Japanese stocks fell today after commodity prices declined and the dollar depreciated to a 14-year low against the yen, dimming the overseas earnings prospects for exporters. The Nikkei 225 Stock Average lost 1.9 percent to 9,204.65 as of 10:10 a.m. in Tokyo. Futures on the Standard & Poor’s 500 Index slipped 2.1 percent after the MSCI World Index of 23 developed- country markets lost 1.4 percent yesterday.
Bank Writedowns
Banks wrote down or lost $1.7 trillion from the collapse of the subprime mortgage market and raised $1.5 trillion since the credit crunch began in 2007, data compiled by Bloomberg show.
“In some countries and sectors, debtors will be able to get by because government intervention has made it easier for them to refinance,” said Das. “In other places, excessively leveraged debtors, who always get access to too much credit during a boom, cannot roll over their debt and will default.”
Das, the former head of emerging-markets strategy at Dresdner Kleinwort, joined RGE last month to lead a new team that advises investors on allocations in stocks, bonds, interest-rate products, commodities and currencies in developed and emerging markets. Roubini, an economics professor at New York University and chairman of RGE, predicted the financial crisis that spurred credit losses and asset writedowns at global financial companies.
Protected Investors
Roubini’s 2006 warning about the crisis shielded clients from the worst slump in global equities since at least 1988. He said in March that the stock rally that began that month was a “dead-cat bounce” and that it may “fizzle” in May. The MSCI World Index of has since rallied 68 percent, and the Standard & Poor’s 500 Index has climbed 64 percent in the steepest rally since the Great Depression.
Roubini warned in July that the economy is “not out of the woods.” Reports since then have shown that the U.S. exited a four-quarter contraction in gross domestic product, expanding 2.8 percent from July through September.
The benchmark index for U.S. stock options, which measures the cost of using options as insurance against declines in the S&P 500 over the next month, has dropped 49 percent this year. It surged last November to a record 80.86, a level almost four times higher than its 20.28 average over its 19-year history.
Market Correlation
The so-called correlation coefficient that measures how closely markets rise and fall together reached the highest level ever in June, with the S&P 500 and benchmark measures for raw materials, developing-country equities and hedge funds rallying in tandem, according to data compiled by Bloomberg. Oil has jumped 71 percent this year, the Reuters/Jefferies CRB Index of 19 raw materials climbed 21 percent and the MSCI Emerging Markets Index soared 69 percent.
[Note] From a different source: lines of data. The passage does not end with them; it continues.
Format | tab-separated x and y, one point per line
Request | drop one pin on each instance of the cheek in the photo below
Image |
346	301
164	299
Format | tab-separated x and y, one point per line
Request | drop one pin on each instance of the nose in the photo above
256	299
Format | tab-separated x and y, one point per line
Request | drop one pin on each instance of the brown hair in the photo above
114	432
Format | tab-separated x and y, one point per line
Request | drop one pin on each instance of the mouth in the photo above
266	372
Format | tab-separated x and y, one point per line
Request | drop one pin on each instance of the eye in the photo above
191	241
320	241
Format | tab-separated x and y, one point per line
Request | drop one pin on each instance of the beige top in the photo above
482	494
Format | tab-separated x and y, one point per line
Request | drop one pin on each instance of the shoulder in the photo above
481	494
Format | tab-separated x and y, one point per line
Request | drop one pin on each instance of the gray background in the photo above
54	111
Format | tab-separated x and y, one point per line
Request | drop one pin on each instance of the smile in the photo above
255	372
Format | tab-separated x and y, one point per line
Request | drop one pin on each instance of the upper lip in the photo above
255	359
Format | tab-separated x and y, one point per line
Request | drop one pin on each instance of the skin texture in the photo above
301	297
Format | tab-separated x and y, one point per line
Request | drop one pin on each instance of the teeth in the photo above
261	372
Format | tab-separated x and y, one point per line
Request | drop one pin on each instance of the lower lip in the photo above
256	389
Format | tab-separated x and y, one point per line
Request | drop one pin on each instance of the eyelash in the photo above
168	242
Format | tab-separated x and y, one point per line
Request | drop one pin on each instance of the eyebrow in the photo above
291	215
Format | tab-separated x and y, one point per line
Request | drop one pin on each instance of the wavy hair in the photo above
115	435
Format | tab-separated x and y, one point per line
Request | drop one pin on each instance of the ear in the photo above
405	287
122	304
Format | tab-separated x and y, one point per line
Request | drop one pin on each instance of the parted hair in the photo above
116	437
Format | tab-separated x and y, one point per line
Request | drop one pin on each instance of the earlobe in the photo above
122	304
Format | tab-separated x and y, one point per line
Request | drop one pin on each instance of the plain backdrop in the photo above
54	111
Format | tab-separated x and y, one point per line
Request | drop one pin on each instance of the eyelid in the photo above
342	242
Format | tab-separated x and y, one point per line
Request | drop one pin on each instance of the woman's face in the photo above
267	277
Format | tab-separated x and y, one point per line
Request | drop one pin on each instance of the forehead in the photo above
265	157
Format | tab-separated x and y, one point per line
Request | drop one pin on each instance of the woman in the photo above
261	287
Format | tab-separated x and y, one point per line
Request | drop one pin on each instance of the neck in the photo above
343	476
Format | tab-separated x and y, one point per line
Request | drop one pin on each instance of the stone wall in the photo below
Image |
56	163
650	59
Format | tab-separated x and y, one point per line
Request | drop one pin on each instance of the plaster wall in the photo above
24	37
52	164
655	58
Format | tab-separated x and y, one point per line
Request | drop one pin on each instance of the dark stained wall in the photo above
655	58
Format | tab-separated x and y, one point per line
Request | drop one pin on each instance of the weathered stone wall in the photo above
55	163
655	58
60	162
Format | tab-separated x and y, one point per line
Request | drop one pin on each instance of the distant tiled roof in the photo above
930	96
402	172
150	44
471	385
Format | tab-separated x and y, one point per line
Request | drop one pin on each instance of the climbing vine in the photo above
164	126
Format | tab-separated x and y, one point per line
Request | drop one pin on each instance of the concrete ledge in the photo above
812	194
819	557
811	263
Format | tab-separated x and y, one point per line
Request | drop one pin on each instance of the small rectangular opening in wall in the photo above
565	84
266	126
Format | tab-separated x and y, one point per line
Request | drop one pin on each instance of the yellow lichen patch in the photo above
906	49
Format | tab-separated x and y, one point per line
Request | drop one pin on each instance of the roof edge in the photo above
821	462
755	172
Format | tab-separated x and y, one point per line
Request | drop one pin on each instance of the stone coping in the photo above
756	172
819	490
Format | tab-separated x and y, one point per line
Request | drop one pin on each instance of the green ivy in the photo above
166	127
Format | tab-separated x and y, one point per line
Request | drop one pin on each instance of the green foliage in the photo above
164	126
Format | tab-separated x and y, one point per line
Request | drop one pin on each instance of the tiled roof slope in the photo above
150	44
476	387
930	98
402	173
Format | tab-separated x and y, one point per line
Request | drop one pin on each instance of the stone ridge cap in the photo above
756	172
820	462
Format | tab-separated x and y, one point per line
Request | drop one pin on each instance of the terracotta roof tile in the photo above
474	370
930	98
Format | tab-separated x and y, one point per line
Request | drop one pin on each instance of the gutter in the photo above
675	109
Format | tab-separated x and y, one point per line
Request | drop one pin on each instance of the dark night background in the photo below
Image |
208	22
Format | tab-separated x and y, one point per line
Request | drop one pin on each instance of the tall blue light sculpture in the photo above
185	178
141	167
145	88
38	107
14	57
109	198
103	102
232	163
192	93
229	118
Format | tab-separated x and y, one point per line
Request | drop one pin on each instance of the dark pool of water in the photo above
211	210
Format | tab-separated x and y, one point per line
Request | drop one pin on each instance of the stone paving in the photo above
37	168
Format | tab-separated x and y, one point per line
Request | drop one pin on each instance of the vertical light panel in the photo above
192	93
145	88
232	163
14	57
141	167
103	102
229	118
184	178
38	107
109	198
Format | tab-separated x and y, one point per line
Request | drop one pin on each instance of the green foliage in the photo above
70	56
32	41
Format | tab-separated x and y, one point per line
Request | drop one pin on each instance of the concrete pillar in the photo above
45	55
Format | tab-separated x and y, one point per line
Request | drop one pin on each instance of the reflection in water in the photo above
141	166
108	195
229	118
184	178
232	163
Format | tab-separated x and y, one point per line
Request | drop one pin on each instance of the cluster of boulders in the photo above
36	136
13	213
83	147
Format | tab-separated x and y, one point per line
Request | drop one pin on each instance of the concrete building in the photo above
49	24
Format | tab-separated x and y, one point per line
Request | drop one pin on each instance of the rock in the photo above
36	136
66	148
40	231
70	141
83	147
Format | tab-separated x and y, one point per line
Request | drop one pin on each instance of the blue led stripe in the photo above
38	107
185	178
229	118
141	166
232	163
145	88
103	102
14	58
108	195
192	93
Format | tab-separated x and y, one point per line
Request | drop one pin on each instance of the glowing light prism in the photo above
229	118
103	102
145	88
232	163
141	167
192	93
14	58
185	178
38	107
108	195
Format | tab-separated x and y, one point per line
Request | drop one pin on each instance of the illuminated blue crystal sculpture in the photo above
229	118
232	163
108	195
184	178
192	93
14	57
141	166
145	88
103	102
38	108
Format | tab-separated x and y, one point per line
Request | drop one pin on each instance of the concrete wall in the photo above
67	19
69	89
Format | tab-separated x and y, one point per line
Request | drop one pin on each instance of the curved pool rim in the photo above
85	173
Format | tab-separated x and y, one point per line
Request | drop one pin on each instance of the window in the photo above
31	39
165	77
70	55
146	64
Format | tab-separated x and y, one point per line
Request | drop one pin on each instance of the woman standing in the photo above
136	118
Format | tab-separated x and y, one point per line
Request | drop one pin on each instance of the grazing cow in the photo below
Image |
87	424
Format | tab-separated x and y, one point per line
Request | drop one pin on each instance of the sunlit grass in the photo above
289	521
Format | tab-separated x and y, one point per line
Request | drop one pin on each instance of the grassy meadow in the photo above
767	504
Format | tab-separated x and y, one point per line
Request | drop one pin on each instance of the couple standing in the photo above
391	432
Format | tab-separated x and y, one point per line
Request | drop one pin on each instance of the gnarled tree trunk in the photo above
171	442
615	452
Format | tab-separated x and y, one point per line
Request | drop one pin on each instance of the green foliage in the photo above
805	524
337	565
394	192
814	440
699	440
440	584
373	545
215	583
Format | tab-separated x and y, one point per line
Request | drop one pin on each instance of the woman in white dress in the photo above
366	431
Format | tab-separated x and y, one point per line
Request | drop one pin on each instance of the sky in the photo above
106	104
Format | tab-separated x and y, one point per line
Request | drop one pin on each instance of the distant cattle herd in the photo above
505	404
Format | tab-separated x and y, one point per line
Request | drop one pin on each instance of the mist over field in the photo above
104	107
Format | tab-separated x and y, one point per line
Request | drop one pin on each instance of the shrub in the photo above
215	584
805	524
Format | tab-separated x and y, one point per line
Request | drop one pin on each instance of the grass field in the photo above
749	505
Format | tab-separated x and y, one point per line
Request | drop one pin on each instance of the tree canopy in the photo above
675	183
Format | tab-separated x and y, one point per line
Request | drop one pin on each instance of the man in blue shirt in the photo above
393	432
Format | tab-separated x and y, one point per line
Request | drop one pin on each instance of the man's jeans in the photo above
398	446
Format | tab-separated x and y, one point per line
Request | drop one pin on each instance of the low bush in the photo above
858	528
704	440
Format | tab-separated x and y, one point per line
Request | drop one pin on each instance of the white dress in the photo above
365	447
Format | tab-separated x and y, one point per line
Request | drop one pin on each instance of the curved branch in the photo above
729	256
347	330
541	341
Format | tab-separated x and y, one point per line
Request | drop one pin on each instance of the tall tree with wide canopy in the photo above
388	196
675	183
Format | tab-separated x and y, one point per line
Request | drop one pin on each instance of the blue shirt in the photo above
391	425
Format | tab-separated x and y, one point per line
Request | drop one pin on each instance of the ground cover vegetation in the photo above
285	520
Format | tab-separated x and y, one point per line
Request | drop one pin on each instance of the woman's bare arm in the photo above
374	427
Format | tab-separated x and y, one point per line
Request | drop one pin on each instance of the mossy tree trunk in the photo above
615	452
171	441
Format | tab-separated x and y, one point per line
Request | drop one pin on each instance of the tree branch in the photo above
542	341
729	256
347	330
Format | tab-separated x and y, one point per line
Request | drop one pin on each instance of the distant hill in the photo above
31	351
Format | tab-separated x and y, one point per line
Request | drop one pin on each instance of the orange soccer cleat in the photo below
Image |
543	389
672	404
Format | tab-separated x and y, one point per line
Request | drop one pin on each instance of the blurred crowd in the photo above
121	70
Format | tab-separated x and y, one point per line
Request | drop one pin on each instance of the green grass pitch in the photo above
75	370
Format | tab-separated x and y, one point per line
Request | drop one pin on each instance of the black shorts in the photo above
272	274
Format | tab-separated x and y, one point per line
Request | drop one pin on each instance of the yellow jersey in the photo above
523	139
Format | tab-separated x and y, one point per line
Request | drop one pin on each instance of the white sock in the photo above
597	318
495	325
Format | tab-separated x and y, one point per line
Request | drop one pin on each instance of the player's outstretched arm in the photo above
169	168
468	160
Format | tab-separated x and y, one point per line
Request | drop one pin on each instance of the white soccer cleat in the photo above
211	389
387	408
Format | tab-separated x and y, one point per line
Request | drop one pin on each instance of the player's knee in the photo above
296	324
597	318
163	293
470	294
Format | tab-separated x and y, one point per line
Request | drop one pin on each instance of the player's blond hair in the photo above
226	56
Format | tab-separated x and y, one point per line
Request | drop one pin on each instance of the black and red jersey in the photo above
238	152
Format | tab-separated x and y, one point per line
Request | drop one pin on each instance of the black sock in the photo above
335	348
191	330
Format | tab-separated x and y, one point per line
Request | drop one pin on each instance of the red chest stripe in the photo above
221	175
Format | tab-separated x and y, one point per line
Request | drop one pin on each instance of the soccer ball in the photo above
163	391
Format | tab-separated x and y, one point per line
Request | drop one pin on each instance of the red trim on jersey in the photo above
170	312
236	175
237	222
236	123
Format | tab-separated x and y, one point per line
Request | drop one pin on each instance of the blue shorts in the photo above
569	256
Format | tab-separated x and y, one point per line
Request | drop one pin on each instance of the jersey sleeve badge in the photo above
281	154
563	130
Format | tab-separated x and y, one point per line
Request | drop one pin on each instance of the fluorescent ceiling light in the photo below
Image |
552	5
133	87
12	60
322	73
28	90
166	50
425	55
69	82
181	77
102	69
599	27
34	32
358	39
“All this should magnify differentiation between riskier and less risky asset classes and names, after a couple of quarters in which correlations have risen sharply as market participants put on risk pretty much across the board,” Das said. “That will make it harder to make money simply by riding the liquidity wave from central banks. People are going to have to start focusing even more on the fundamentals.”